A new report shows that as many as 246 Michigan residents were “fully vaccinated against COVID-19” and later tested positive for the deadly bug-including three deaths.
Health officials told the Detroit News that the team (which reported cases between January 1 and March 31) tested positive at least two weeks after receiving the last dose of vaccination.
State Department of Health and Human Services spokesperson Lynn Sutfin said in an email on Monday: “Because they continue to be positive for recent infections before they are fully vaccinated, some of these people may eventually be Excluded.”

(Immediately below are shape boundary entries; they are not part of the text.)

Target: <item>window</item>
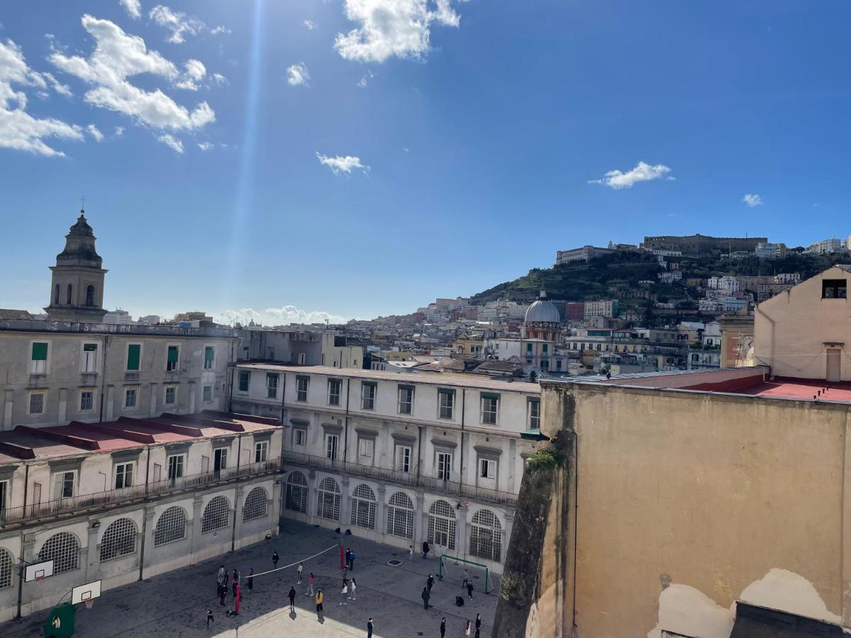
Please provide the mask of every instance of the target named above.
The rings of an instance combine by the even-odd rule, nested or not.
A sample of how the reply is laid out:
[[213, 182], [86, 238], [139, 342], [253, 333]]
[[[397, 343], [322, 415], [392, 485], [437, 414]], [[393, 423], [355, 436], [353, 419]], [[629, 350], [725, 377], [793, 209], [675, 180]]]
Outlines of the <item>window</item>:
[[239, 391], [248, 392], [248, 384], [251, 382], [251, 372], [249, 370], [239, 371]]
[[414, 503], [404, 492], [397, 492], [390, 497], [387, 533], [403, 538], [414, 538]]
[[77, 537], [67, 532], [51, 536], [42, 545], [38, 561], [53, 561], [54, 575], [77, 569], [80, 567], [80, 544]]
[[204, 346], [204, 369], [212, 370], [215, 365], [215, 348], [212, 345]]
[[100, 561], [136, 553], [136, 524], [129, 518], [113, 521], [100, 540]]
[[823, 279], [821, 280], [821, 299], [843, 299], [848, 296], [848, 280]]
[[342, 382], [339, 379], [329, 379], [328, 380], [328, 404], [329, 406], [340, 405], [340, 387]]
[[83, 372], [96, 373], [98, 371], [98, 345], [83, 345]]
[[414, 386], [399, 386], [399, 404], [397, 409], [400, 414], [410, 414], [414, 409]]
[[375, 493], [368, 485], [358, 485], [351, 494], [351, 524], [375, 529]]
[[479, 476], [482, 478], [496, 478], [496, 461], [493, 459], [479, 459]]
[[287, 477], [287, 492], [283, 507], [294, 512], [307, 511], [307, 479], [301, 472], [290, 472]]
[[136, 400], [138, 397], [139, 390], [137, 388], [124, 388], [124, 407], [128, 410], [133, 410], [136, 407]]
[[115, 488], [117, 490], [133, 486], [132, 463], [119, 463], [115, 466]]
[[411, 448], [408, 446], [396, 446], [395, 459], [395, 468], [397, 472], [411, 471]]
[[340, 486], [330, 476], [319, 483], [317, 516], [329, 521], [340, 520]]
[[266, 373], [266, 397], [277, 398], [277, 373]]
[[30, 392], [30, 413], [31, 414], [43, 414], [44, 413], [44, 392], [33, 391]]
[[269, 456], [269, 441], [258, 441], [254, 443], [254, 463], [263, 463]]
[[437, 453], [437, 478], [448, 481], [452, 472], [452, 454], [448, 452]]
[[374, 383], [361, 384], [361, 407], [364, 410], [375, 409], [375, 387]]
[[183, 454], [172, 454], [168, 458], [169, 481], [174, 481], [183, 476]]
[[307, 387], [310, 385], [310, 377], [295, 378], [295, 400], [303, 403], [307, 402]]
[[266, 506], [269, 502], [269, 496], [262, 487], [254, 487], [245, 497], [245, 504], [243, 505], [243, 521], [254, 521], [263, 518], [266, 515]]
[[496, 425], [500, 412], [499, 395], [482, 395], [482, 423], [485, 425]]
[[46, 374], [48, 371], [48, 345], [33, 342], [30, 356], [30, 374]]
[[230, 521], [231, 504], [227, 502], [227, 498], [224, 496], [214, 497], [207, 504], [201, 517], [201, 533], [206, 534], [226, 527]]
[[186, 512], [180, 507], [169, 507], [160, 516], [154, 529], [154, 546], [186, 538]]
[[168, 351], [165, 358], [165, 371], [176, 372], [177, 365], [180, 356], [180, 347], [179, 345], [169, 345]]
[[142, 357], [141, 344], [127, 345], [127, 371], [139, 372], [140, 362]]
[[441, 419], [453, 419], [453, 408], [455, 404], [455, 390], [437, 390], [437, 416]]
[[91, 412], [94, 409], [94, 390], [80, 390], [80, 412]]
[[540, 399], [529, 399], [527, 402], [529, 430], [540, 429]]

“These cases are undergoing further review to determine whether they meet other CDC criteria to determine potential breakthroughs, including the absence of a positive antigen or PCR test less than 45 days before a positive test after vaccination,”
She said: “These people are usually asymptomatic or mildly symptomatic compared to those who are vaccinated,” she added, of which 117 cases of hospitalization data are available, and 129 cases are incomplete.
“Of the 117 hospitalization data entered, 11 were hospitalized, 103 were not hospitalized, and 3 were reported as unknown patients,” Sutfin said.
She said the three deaths were all 65 years of age or older, and two of them “within three weeks after the vaccination was completed.”
“Although most people have full immunity within 14 days after completing the vaccination series, a small percentage of people seem to take longer to develop a complete antibody response. The CDC is actively working to improve Get a good understanding of the risk characteristics of this population.” She added.
The newly released data appeared among the COVID-19 cases in Michigan, which ranks first in the country among new cases and continues to rise, with officials trying to increase the jab.
According to the Detroit News, the state exceeded 700,000 cases on Monday.
Last week, Governor Gretchen Whitmer said that she was increasing the state’s goal from 50,000 injections per day to 100,000 injections per day.